# Negative Bench Press



## Detroit_4_Life (Jun 30, 2006)

Doing negatives on the flat bench (Down on 5 count, Assist on up), for those of you that know what these are, are they even worth doing? Because i've heard different from so many different people i would like to know what you guys think. The weight training coach at our school said they were good for strength improvement.


----------



## BiggNStronger (Jun 30, 2006)

there good everynow and then....just for a change


----------



## CowPimp (Jul 1, 2006)

Supramaximal negatives are certainly good for promoting strength gains, but you have to use them sparingly as they are very stressful on the nervous system.


----------



## Mudge (Jul 1, 2006)

For rare useage, not frequently at all. I dont do them at all though, only times I have done them was on failed max attempts. 

3-board presses and rack lockouts are the only fancy work for me right now.


----------



## Seanp156 (Jul 1, 2006)

Mudge said:
			
		

> For rare useage, not frequently at all. I dont do them at all though, only times I have done them was on failed max attempts.
> 
> 3-board presses and rack lockouts are the only fancy work for me right now.



Is your shoulder feeling good enough for heavy pressing again?


----------



## Mudge (Jul 1, 2006)

I've been fine for flat pressing for awhile now, although I have brought my grip in 1 finger as a minimum. I just avoid things that bother my shoulder.

It was around 3 months that I had to avoid flat benching to let myself heal, then at that point I started out light with nothing heavier than 2 plates, and worked my way up.


----------



## Detroit_4_Life (Jul 1, 2006)

CowPimp said:
			
		

> Supramaximal negatives are certainly good for promoting strength gains, but you have to use them sparingly as they are very stressful on the nervous system.

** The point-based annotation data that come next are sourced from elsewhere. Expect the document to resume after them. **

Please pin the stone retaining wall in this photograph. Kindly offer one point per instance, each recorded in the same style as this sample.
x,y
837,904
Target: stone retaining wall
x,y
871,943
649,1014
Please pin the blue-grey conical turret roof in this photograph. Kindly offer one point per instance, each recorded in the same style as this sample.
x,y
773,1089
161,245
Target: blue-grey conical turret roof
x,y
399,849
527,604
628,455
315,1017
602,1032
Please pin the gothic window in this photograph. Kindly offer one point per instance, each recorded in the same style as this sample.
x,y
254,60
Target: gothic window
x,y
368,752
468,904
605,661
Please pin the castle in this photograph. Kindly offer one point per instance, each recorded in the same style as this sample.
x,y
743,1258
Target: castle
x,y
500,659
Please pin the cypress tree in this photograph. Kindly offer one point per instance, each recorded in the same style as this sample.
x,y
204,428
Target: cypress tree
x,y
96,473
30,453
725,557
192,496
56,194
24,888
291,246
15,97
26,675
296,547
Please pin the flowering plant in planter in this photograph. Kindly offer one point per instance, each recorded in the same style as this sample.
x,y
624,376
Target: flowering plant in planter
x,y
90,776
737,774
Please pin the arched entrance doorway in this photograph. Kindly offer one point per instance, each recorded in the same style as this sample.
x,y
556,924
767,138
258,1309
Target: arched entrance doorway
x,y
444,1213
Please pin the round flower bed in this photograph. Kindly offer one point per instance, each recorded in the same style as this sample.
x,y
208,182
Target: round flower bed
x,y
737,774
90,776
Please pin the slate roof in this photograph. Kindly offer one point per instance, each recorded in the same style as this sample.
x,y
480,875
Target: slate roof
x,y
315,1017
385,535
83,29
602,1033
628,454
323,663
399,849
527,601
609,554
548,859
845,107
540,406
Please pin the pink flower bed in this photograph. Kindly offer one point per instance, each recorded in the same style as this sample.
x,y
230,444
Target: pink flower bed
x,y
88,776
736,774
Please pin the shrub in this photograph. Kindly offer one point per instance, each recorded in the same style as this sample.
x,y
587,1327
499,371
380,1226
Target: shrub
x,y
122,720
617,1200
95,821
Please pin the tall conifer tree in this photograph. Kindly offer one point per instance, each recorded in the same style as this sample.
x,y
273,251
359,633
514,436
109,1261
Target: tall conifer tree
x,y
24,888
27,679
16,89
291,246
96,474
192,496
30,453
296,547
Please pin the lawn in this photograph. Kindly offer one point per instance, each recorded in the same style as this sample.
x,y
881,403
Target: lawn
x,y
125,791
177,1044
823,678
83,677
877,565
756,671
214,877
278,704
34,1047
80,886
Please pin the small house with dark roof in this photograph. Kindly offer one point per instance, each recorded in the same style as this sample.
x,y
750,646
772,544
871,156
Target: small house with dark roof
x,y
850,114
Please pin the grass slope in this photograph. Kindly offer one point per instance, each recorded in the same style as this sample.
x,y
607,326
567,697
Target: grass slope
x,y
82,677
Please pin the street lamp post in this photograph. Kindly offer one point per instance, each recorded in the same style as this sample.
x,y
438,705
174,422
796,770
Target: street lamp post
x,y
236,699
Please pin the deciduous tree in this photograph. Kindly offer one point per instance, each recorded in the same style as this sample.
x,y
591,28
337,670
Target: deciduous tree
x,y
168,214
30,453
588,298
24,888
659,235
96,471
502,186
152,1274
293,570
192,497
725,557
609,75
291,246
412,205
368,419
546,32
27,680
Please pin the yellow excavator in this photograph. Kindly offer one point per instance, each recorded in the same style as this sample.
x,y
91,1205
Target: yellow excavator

Thanks for that, i was just introduced to them last monday and i was wondering how often i should do them, because just like maximal effort training is not suppose to be done alot due to the toll it takes on your body, i was thinking negatives could be the same thing.


----------



## CowPimp (Jul 1, 2006)

Detroit_4_Life said:
			
		

> Thanks for that, i was just introduced to them last monday and i was wondering how often i should do them, because just like maximal effort training is not suppose to be done alot due to the toll it takes on your body, i was thinking negatives could be the same thing.



I would only do it maybe at the peak of a mesocycle, or maybe twice within a mesocycle.


----------